Je suis certain, avec une certitude qui me vient de la Foi, que le Seigneur ne manquera pas de récompenser notre fidélité, après nous avoir punis pour les fautes des hommes d’Eglise, en nous accordant de saints prêtres, de saints évêques, de saints cardinaux, et surtout un saint Pape. Mais ces saints naîtront de nos familles, de nos communautés, de nos églises : des familles, des communautés et des églises dans lesquelles la grâce de Dieu doit être cultivée avec une prière constante, avec la fréquentation de la Sainte Messe et des Sacrements, avec l’offrande des sacrifices et des pénitences que la Communion des Saints nous permet d’offrir à la Divine Majesté afin d’expier nos péchés et ceux de nos frères, y compris ceux qui exercent l’autorité. Les laïcs ont un rôle fondamental à cet égard, en gardant la Foi au sein de leurs familles, de telle sorte que nos jeunes qui sont éduqués dans l’amour et dans la crainte de Dieu puissent un jour être des pères et des mères responsables, mais aussi de dignes ministres du Seigneur, ses hérauts dans les ordres religieux masculins et féminins, et ses apôtres dans la société civile.

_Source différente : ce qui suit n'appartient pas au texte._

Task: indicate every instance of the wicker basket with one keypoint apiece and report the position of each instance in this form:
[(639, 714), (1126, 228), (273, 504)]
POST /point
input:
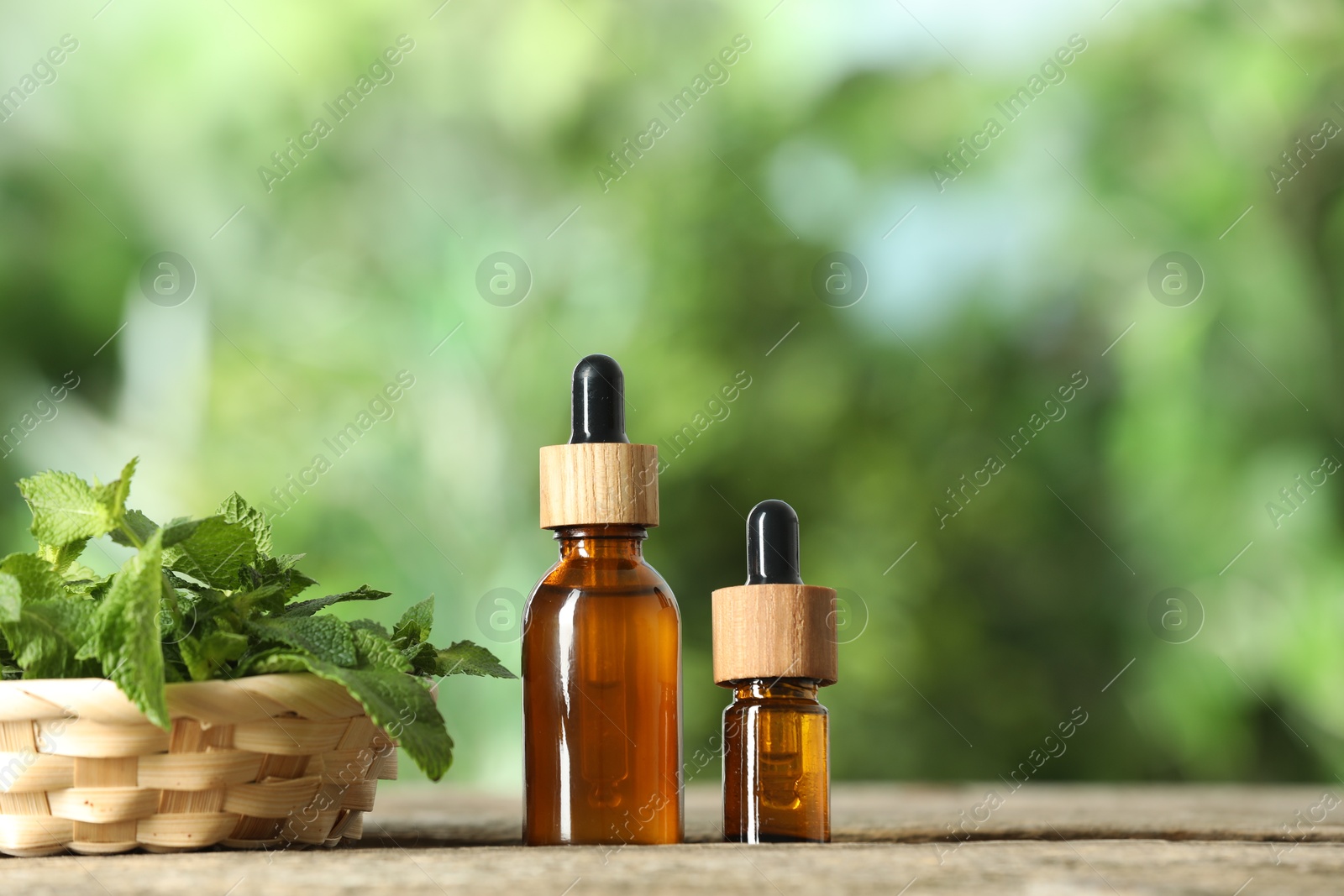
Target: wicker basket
[(259, 762)]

Le remède à la rébellion est l’obéissance. Le remède contre l’hérésie est la fidélité à l’enseignement de la Tradition. Le remède au schisme est la dévotion filiale pour les Pasteurs Sacrés. Le remède à l’apostasie est l’amour pour Dieu et sa Très Sainte Mère. Le remède au vice est l’humble pratique de la vertu. Le remède à la corruption des mœurs est de vivre constamment en présence de Dieu. Mais l’obéissance ne peut être pervertie en servilité impassible ; le respect de l’autorité ne peut être perverti en obéissance à la cour. Et n’oublions pas que si c’est le devoir des laïcs d’obéir à leurs Pasteurs, c’est un devoir encore plus grave des Pasteurs d’obéir à Dieu, usque ad effusionem sanguinis [jusqu’à l’effusion du sang].